Women’s World Cup-winning coach Jorge Vilda has been sacked by the Spanish FA amid the kiss row surrounding its president Luis Rubiales.
Vilda led Spain to a 1-0 win over England as they won their first Women’s World Cup on August 20, only 16 days before his dismissal, but his connections with the suspended Rubiales have since come back to haunt him.
Montse Tome has been named as Vilda’s immediate successor by the RFEF, becoming the first woman to be appointed to Spain’s head coach role.
Tome had been acting as Vilda’s assistant since 2018 and has since “established herself as a key player in the national team’s growth”, the RFEF said.

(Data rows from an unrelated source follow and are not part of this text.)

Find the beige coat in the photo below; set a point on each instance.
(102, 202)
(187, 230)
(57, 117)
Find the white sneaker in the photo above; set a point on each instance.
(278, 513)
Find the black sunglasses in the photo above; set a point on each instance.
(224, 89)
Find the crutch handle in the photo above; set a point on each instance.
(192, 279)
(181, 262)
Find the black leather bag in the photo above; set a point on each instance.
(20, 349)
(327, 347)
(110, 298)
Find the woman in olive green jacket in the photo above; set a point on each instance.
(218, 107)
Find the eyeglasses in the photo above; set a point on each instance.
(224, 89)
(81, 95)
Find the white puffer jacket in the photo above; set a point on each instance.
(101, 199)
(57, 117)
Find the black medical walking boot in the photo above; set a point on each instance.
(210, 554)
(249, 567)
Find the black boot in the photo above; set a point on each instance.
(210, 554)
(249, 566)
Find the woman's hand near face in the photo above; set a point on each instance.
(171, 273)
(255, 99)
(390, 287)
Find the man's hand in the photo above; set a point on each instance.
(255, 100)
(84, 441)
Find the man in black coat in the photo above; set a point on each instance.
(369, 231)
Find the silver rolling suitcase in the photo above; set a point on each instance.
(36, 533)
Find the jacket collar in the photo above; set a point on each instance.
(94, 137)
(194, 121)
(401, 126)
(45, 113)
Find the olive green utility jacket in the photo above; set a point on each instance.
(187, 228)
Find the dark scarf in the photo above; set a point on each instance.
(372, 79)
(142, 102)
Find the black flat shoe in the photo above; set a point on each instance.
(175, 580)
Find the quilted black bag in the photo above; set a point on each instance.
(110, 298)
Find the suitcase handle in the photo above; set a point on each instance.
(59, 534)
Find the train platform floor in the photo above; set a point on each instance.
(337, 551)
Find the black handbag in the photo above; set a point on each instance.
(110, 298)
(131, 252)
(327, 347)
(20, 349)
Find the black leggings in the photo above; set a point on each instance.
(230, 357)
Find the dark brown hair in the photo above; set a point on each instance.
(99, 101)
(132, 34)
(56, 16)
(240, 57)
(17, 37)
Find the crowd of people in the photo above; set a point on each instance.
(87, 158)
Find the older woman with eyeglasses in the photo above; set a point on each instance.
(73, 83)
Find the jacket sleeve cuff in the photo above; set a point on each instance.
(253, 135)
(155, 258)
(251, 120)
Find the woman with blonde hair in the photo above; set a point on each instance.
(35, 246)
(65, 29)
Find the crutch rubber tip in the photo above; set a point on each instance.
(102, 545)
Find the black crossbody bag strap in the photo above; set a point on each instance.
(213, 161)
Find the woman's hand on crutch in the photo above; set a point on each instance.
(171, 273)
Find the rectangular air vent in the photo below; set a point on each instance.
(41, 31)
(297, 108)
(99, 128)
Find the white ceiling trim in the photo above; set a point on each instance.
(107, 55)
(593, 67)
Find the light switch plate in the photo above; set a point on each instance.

Stand-in Spanish FA president Pedro Rocha promised a restructure of the RFEF in an open letter on Tuesday, in which the governing body apologised for the “enormous damage” caused by Rubiales’ actions, before later releasing a statement confirming Vilda’s removal.
“The RFEF, in one of the first renewal measures announced by president Pedro Rocha, has decided to dispense with the services of Jorge Vilda as sports director and women’s national coach,” it read.
“We value his impeccable personal and sporting conduct, being a key piece in the notable growth of women’s football in Spain. During his extensive period, Vilda has been a promoter of the values of respect and sportsmanship in football.”
All 11 of Vilda’s backroom colleagues had already resigned in protest over the ongoing crisis surrounding Rubiales, who was pictured kissing Spain forward Jenni Hermoso on the lips during the on-field celebrations in Sydney.
Vilda himself came under fire for applauding Rubiales’ extraordinary comments during a subsequent press conference, in which the RFEF president repeatedly refused to resign and hit out at “fake feminists”.
The speech led to all 23 of Spain’s World Cup squad ruling themselves out of selection while the president remained in post.
During the speech, Rubiales also name-checked Vilda as the best coach in women’s football and assured him of a new €500,000-a-year, four-year contract.
Vilda eventually released a statement criticising Rubiales but stopped short of calling for his resignation or dismissal.
The 42-year-old has long cut a controversial figure in his role as Spain head coach. Last September, 15 players wrote to the RFEF threatening to boycott the team if Vilda was not sacked, with sources claiming their unhappiness centred around the management of injuries, the atmosphere in the locker room, his team selection and training sessions.
Rubiales stood by Vilda at that point and threatened mutinous players with bans up to a possible five years though three of the co-signatories, Ona Batlle, Aitana Bonmati and Mariona Caldentey were later included in his World Cup squad.
The tide began to turn against him during a meeting of regional FA leaders on August 28 with interim RFEF president Pedro Rocha, acting after Rubiales’ suspension by FIFA, during which calls were made for Vilda to be removed as part of a restructure at the top of the federation.